Monday, March 14, 2016

My View of the Apple Encryption Controversy

Posted more than two years ago.

An earlier version.

And a still earlier one.


At 1:04 PM, March 14, 2016, Blogger Roger said...

The current Apple dispute has very little to do with strong encryption and privacy. Apple has engineered a backdoor into its phone, and it refuses to allow the customer to release info about terrorist contacts.

At 1:53 PM, March 14, 2016, Anonymous Matthew Munoz said...


It'd be more accurate to say that the FBI wants to compel Apple engineers to create such a backdoor, in the form of a new operating system.

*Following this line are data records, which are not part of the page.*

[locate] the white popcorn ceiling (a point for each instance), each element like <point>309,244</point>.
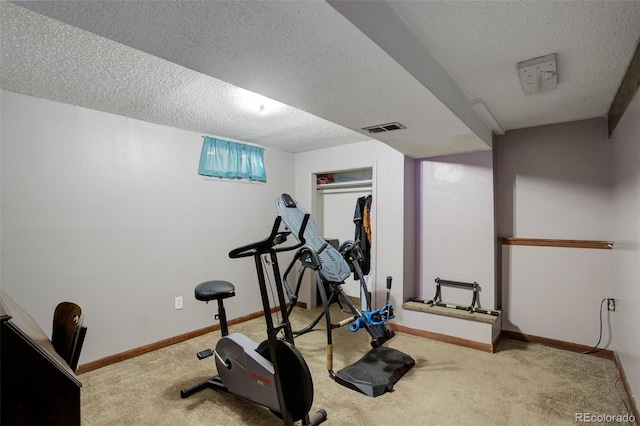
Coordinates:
<point>330,73</point>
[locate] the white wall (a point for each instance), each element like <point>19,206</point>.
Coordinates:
<point>110,212</point>
<point>555,182</point>
<point>456,226</point>
<point>387,206</point>
<point>626,234</point>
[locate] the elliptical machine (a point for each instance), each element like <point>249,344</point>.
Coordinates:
<point>379,369</point>
<point>273,373</point>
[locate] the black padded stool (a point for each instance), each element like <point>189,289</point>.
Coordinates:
<point>216,290</point>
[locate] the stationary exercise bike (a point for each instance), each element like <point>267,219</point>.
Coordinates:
<point>273,373</point>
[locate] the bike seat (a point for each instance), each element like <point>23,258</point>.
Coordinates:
<point>214,290</point>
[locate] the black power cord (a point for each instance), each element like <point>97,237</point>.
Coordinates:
<point>600,337</point>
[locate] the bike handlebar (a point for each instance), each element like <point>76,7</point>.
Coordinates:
<point>275,238</point>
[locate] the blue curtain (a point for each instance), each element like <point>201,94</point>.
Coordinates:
<point>231,160</point>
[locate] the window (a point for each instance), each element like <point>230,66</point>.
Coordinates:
<point>231,160</point>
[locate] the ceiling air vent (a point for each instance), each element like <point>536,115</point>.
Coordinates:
<point>384,127</point>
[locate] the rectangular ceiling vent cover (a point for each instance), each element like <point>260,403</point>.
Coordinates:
<point>379,128</point>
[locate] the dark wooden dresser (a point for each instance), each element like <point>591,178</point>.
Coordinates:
<point>38,387</point>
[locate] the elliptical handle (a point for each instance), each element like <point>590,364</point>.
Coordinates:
<point>262,246</point>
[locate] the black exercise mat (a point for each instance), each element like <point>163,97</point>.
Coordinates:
<point>376,372</point>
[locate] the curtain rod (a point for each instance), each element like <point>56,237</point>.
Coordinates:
<point>245,143</point>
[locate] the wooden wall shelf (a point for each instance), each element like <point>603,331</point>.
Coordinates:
<point>540,242</point>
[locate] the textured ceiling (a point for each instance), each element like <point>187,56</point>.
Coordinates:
<point>347,65</point>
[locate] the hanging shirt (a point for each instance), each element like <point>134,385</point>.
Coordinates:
<point>360,216</point>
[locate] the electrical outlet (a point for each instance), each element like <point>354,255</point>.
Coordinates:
<point>611,305</point>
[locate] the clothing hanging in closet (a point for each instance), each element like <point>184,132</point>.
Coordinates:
<point>362,220</point>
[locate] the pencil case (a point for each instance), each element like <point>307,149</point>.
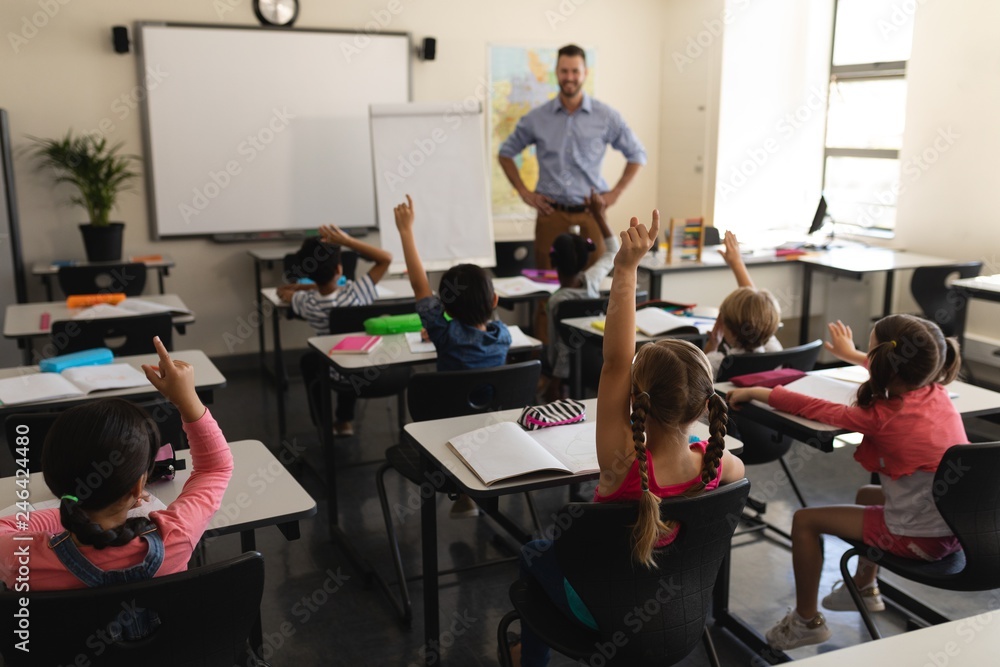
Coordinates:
<point>94,357</point>
<point>556,413</point>
<point>83,300</point>
<point>390,324</point>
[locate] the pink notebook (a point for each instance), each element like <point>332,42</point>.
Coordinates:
<point>356,345</point>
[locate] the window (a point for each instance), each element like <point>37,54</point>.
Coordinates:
<point>866,111</point>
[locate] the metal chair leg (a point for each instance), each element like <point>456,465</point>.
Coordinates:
<point>403,606</point>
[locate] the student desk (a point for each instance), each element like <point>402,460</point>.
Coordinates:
<point>986,288</point>
<point>393,351</point>
<point>24,320</point>
<point>388,290</point>
<point>431,439</point>
<point>855,263</point>
<point>46,270</point>
<point>971,401</point>
<point>207,379</point>
<point>252,500</point>
<point>969,642</point>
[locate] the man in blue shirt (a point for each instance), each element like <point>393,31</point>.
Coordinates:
<point>571,133</point>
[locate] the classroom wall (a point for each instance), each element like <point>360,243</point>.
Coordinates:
<point>948,205</point>
<point>59,71</point>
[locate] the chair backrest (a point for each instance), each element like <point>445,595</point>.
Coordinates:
<point>800,357</point>
<point>206,614</point>
<point>94,279</point>
<point>940,302</point>
<point>594,551</point>
<point>352,318</point>
<point>968,497</point>
<point>444,394</point>
<point>512,256</point>
<point>137,330</point>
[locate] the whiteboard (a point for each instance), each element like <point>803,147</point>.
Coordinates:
<point>251,129</point>
<point>436,153</point>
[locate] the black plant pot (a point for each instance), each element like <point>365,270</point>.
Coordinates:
<point>103,244</point>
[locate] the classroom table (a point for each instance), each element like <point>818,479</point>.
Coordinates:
<point>247,504</point>
<point>388,291</point>
<point>431,440</point>
<point>855,263</point>
<point>25,321</point>
<point>970,401</point>
<point>46,270</point>
<point>207,379</point>
<point>968,642</point>
<point>393,351</point>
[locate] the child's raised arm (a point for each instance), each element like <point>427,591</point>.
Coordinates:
<point>414,267</point>
<point>382,258</point>
<point>175,380</point>
<point>614,391</point>
<point>731,253</point>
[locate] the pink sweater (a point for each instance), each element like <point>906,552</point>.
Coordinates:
<point>902,436</point>
<point>180,525</point>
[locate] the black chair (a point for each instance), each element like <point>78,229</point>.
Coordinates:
<point>760,443</point>
<point>440,395</point>
<point>967,495</point>
<point>37,424</point>
<point>98,278</point>
<point>595,555</point>
<point>136,330</point>
<point>205,613</point>
<point>940,302</point>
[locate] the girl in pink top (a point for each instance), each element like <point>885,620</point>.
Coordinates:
<point>908,422</point>
<point>645,409</point>
<point>89,540</point>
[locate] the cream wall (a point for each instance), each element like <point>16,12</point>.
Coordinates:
<point>951,144</point>
<point>65,74</point>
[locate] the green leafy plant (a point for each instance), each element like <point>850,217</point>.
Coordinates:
<point>99,170</point>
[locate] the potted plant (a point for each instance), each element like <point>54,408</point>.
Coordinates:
<point>100,172</point>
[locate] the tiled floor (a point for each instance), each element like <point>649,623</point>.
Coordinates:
<point>318,611</point>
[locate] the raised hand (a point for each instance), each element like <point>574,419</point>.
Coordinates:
<point>404,215</point>
<point>636,241</point>
<point>175,380</point>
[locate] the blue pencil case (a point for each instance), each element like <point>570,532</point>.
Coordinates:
<point>94,357</point>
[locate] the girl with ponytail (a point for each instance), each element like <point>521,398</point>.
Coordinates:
<point>96,459</point>
<point>908,422</point>
<point>645,409</point>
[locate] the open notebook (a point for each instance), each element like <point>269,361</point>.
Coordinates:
<point>79,381</point>
<point>126,308</point>
<point>502,451</point>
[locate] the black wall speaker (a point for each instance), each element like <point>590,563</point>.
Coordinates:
<point>427,50</point>
<point>119,35</point>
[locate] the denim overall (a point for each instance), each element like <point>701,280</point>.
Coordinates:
<point>132,622</point>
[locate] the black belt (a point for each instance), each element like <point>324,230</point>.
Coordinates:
<point>568,208</point>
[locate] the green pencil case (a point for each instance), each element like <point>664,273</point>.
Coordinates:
<point>390,324</point>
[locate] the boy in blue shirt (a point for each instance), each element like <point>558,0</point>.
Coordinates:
<point>472,339</point>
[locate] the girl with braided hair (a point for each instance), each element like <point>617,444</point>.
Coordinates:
<point>96,459</point>
<point>645,409</point>
<point>908,422</point>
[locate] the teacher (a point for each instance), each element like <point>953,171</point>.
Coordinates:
<point>571,133</point>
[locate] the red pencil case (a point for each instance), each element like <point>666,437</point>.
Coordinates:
<point>773,378</point>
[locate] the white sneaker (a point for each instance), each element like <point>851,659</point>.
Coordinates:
<point>792,632</point>
<point>840,598</point>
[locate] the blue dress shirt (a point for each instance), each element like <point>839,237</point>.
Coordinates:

But I guess you could still argue it's not about strong encryption since if the FBI thinks Apple can do it, the encryption can't be too strong.

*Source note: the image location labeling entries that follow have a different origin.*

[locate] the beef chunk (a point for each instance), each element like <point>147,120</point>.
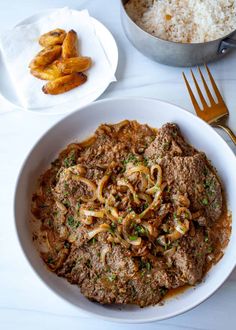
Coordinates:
<point>169,141</point>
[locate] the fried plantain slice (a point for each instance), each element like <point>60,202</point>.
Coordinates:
<point>52,38</point>
<point>64,84</point>
<point>70,45</point>
<point>50,72</point>
<point>46,56</point>
<point>73,64</point>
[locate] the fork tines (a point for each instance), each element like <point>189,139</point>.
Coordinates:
<point>220,102</point>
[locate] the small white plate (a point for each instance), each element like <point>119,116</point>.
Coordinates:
<point>78,126</point>
<point>7,90</point>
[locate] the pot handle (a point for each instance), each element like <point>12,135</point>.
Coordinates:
<point>227,44</point>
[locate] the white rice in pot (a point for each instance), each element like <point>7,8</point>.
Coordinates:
<point>186,21</point>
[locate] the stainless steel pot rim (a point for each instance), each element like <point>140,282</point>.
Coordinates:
<point>174,42</point>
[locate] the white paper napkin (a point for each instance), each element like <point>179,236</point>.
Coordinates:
<point>20,45</point>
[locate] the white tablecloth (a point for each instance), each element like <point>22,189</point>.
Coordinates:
<point>26,303</point>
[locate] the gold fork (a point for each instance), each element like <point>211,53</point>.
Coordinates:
<point>217,113</point>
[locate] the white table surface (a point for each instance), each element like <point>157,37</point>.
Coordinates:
<point>25,302</point>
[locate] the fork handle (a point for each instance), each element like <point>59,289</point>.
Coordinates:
<point>228,131</point>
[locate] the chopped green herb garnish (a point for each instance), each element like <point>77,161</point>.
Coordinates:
<point>70,160</point>
<point>50,260</point>
<point>210,249</point>
<point>148,266</point>
<point>133,237</point>
<point>166,146</point>
<point>67,245</point>
<point>93,240</point>
<point>145,161</point>
<point>66,203</point>
<point>139,229</point>
<point>145,206</point>
<point>163,291</point>
<point>205,201</point>
<point>77,224</point>
<point>71,221</point>
<point>130,159</point>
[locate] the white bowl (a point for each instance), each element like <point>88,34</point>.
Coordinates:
<point>80,125</point>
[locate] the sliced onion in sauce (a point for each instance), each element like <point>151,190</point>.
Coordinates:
<point>89,183</point>
<point>131,188</point>
<point>61,207</point>
<point>101,229</point>
<point>103,253</point>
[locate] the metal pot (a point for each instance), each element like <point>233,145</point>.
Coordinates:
<point>174,53</point>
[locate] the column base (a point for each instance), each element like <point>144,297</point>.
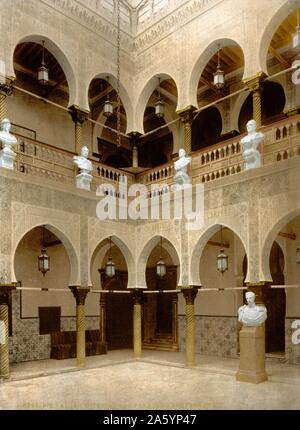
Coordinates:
<point>252,355</point>
<point>7,158</point>
<point>83,181</point>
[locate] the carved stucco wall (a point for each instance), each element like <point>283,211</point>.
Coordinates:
<point>190,31</point>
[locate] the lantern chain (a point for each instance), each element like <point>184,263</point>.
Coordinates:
<point>118,76</point>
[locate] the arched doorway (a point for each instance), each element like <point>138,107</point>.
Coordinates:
<point>275,302</point>
<point>118,321</point>
<point>160,309</point>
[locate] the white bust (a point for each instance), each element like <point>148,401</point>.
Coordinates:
<point>82,161</point>
<point>250,143</point>
<point>6,138</point>
<point>180,166</point>
<point>252,314</point>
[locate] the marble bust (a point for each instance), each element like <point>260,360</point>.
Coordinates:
<point>84,178</point>
<point>82,162</point>
<point>180,166</point>
<point>251,314</point>
<point>7,155</point>
<point>250,143</point>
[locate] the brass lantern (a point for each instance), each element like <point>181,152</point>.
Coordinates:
<point>222,258</point>
<point>159,105</point>
<point>219,76</point>
<point>43,259</point>
<point>296,35</point>
<point>43,71</point>
<point>161,269</point>
<point>110,268</point>
<point>108,106</point>
<point>298,255</point>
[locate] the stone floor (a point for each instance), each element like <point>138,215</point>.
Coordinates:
<point>158,381</point>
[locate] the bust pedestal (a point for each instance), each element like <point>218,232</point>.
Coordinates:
<point>83,181</point>
<point>7,158</point>
<point>252,355</point>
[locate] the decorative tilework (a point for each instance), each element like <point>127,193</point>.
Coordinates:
<point>217,336</point>
<point>27,344</point>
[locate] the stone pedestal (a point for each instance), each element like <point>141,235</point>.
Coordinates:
<point>252,355</point>
<point>83,181</point>
<point>7,158</point>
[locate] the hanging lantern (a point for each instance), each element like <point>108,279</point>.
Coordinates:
<point>296,36</point>
<point>222,262</point>
<point>222,258</point>
<point>159,109</point>
<point>219,76</point>
<point>108,108</point>
<point>110,268</point>
<point>43,259</point>
<point>43,72</point>
<point>159,105</point>
<point>298,255</point>
<point>161,268</point>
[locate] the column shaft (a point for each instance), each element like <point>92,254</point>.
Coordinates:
<point>78,136</point>
<point>3,110</point>
<point>137,323</point>
<point>80,328</point>
<point>188,137</point>
<point>102,319</point>
<point>190,295</point>
<point>256,95</point>
<point>254,84</point>
<point>4,348</point>
<point>80,294</point>
<point>187,115</point>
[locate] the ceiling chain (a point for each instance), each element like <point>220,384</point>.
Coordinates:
<point>118,76</point>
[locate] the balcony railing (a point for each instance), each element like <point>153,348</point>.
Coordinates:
<point>281,141</point>
<point>39,159</point>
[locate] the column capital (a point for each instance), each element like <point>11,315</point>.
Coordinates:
<point>78,114</point>
<point>189,292</point>
<point>6,86</point>
<point>292,110</point>
<point>79,294</point>
<point>259,288</point>
<point>187,114</point>
<point>137,295</point>
<point>5,292</point>
<point>254,82</point>
<point>134,137</point>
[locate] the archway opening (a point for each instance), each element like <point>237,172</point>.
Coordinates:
<point>101,90</point>
<point>160,309</point>
<point>157,148</point>
<point>118,322</point>
<point>217,303</point>
<point>213,125</point>
<point>206,128</point>
<point>272,105</point>
<point>31,118</point>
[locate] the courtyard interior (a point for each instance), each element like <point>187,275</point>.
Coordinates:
<point>157,381</point>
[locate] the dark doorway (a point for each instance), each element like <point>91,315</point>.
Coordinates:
<point>118,311</point>
<point>275,302</point>
<point>160,311</point>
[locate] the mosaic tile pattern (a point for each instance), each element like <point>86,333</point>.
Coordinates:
<point>292,352</point>
<point>215,336</point>
<point>27,344</point>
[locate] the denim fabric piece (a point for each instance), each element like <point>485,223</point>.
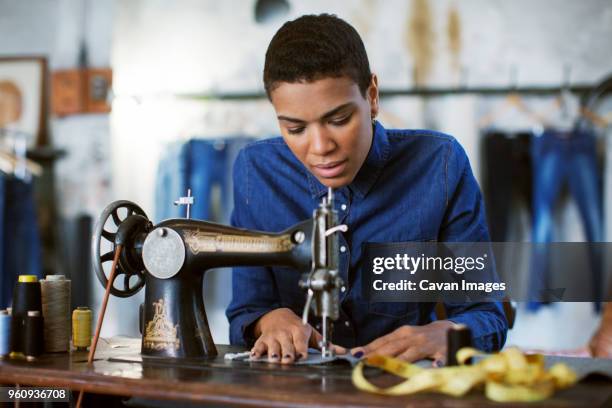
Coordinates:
<point>20,248</point>
<point>199,164</point>
<point>565,158</point>
<point>414,186</point>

At 6:01 AM, March 15, 2016, Blogger Roger said...

Saying "new operating system" is an exaggeration. Apple has already built in the ability to update the OS with a signature that limits the update to one phone only. The FBI just wants an update, specific to one phone, that disables a couple of security features. In particular, it wants no artificial delay for repeated PIN guesses. Apple just has to change a couple of lines and recompile.

At 10:33 AM, March 15, 2016, Anonymous Matthew Munoz said...

That's true, I didn't mean to imply Apple would be rewriting everything from scratch. But I also wouldn't describe the ability to remove a security feature by excising it from the code as a "backdoor" that Apple engineered.

But again, you're right about the encryption. If it can be bruteforced it's not being protected by "the laws of mathematics", as I think Prof. Friedman put it in one of his books.